C'est plus compliqué. Dans le monde musulman, on assiste à un mouvement contradictoire, avec d'un côté, un retour vers le religieux pur et dur, parfois régressif, de l'autre, des appels formidables à une sortie de la religion. Qu'est-ce que ça veut dire, sortir de la religion ? Non pas évacuer le religieux et la vie spirituelle, mais réfléchir à cette situation nouvelle où la religion n'est plus le moteur de l'Histoire, le centre d'une civilisation, ne légifère plus tous les instants de l'existence, mais devient un phénomène social et culturel parmi d'autres. Cela demande à être pensé, surtout pour l'islam, qui en est à son quinzième siècle. C'est une religion jeune, ce qui ne doit pas lui servir d'alibi ou de justification.
En 2005, avec Self Islam, vous montriez déjà un mouvement vers un islam intime, de la « conviction personnelle ». Phénomène en régression ou en progression ?

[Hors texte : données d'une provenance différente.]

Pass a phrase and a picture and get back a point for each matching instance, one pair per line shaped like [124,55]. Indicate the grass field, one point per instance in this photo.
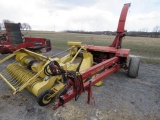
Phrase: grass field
[148,48]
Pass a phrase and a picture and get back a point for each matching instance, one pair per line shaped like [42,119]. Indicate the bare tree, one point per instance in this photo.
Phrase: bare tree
[156,30]
[0,26]
[25,26]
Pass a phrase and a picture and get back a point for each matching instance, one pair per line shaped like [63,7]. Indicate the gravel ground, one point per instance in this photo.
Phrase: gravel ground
[120,98]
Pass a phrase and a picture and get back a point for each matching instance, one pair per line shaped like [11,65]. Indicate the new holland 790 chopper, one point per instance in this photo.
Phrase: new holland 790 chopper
[62,79]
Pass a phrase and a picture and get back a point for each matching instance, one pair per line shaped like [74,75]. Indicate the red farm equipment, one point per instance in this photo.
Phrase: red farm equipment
[62,79]
[13,40]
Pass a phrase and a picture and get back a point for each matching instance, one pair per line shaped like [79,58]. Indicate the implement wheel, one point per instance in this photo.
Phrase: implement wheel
[45,98]
[133,67]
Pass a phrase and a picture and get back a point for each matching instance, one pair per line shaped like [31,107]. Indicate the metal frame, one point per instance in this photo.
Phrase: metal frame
[106,67]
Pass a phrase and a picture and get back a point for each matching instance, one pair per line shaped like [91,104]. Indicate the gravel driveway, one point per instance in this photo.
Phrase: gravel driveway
[120,98]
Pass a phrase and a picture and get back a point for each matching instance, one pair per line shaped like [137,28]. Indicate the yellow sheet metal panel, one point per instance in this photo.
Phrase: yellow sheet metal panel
[87,61]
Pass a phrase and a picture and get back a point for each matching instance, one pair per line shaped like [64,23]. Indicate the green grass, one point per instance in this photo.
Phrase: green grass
[142,46]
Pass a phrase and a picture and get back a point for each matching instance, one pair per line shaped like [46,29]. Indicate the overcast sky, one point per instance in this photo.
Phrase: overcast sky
[88,15]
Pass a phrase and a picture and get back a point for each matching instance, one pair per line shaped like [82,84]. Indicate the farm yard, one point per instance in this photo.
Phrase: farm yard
[119,98]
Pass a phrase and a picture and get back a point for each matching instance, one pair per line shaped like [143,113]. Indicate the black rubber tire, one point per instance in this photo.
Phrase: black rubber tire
[43,96]
[133,67]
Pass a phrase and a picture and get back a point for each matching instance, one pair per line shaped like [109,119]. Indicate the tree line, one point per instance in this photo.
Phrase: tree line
[141,33]
[23,26]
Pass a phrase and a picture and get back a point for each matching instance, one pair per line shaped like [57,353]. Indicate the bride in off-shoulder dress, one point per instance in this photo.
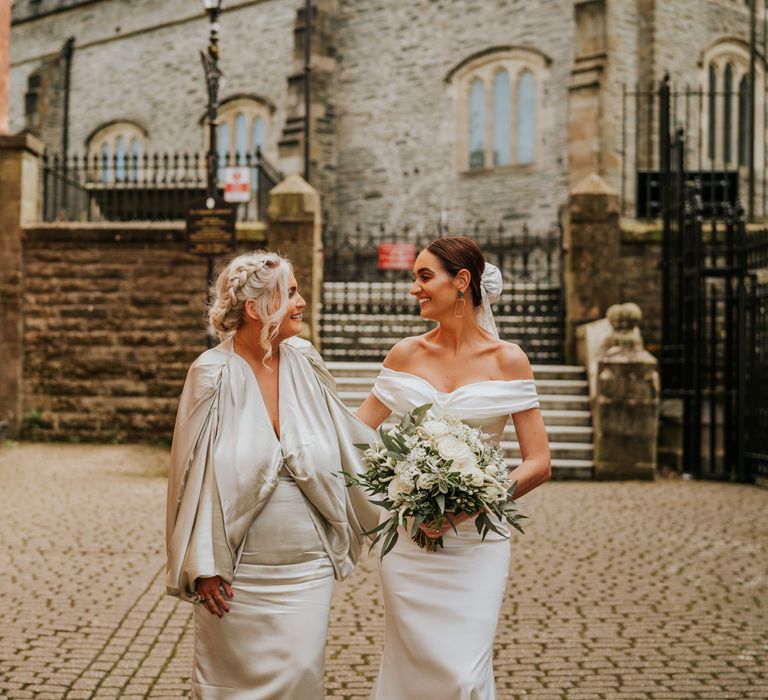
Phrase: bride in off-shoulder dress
[442,607]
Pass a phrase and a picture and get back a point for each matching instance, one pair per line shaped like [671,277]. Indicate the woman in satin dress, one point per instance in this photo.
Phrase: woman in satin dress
[259,521]
[442,607]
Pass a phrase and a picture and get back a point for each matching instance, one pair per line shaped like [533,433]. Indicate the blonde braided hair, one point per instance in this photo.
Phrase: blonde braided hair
[261,277]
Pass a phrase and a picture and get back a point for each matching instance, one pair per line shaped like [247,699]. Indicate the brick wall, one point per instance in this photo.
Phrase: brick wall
[113,316]
[640,277]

Je ne peux quantifier ce qui se passe dans un milliard de consciences musulmanes. J'observe que des sociétés musulmanes stagnent ou régressent. En stagnation, l'Arabie saoudite, qui abrite les Lieux saints, c'est pour cela que je dis que la maladie est au coœur de l'islam. En régression, le Pakistan, en face d'une Inde qui elle-même se crispe sur le plan religieux puisqu'un parti nationaliste veut promouvoir « l'hindouïté ». Mais il y a eu la Constitution tunisienne, et une modernité qui se cherche en Turquie ou en Iran. Le monde musulman est un grand corps malade qui fait quelques progrès, mais je ne suis pas prophète, on ne sait pas dans quelle direction ça va basculer.
Et en France ?
La situation est contrastée. La régression est nette là où on a laissé s'installer les ghettos sociaux. Notre société porte la responsabilité d'avoir laissé s'installer ces zones de relégation, où la mixité culturelle n'existe plus. On fait de ces gens ghettoïsés des proies pour des discours qui vont leur donner a minima la sécurité d'une religion communautaire. La seule chaleur humaine qui leur est laissée, c'est leur identité d'origine.
Les frères Kouachi habitaient dans Paris, avec des possibilités de mixité, ils ont fréquenté l'école, la République n'a pas totalement failli à leur égard...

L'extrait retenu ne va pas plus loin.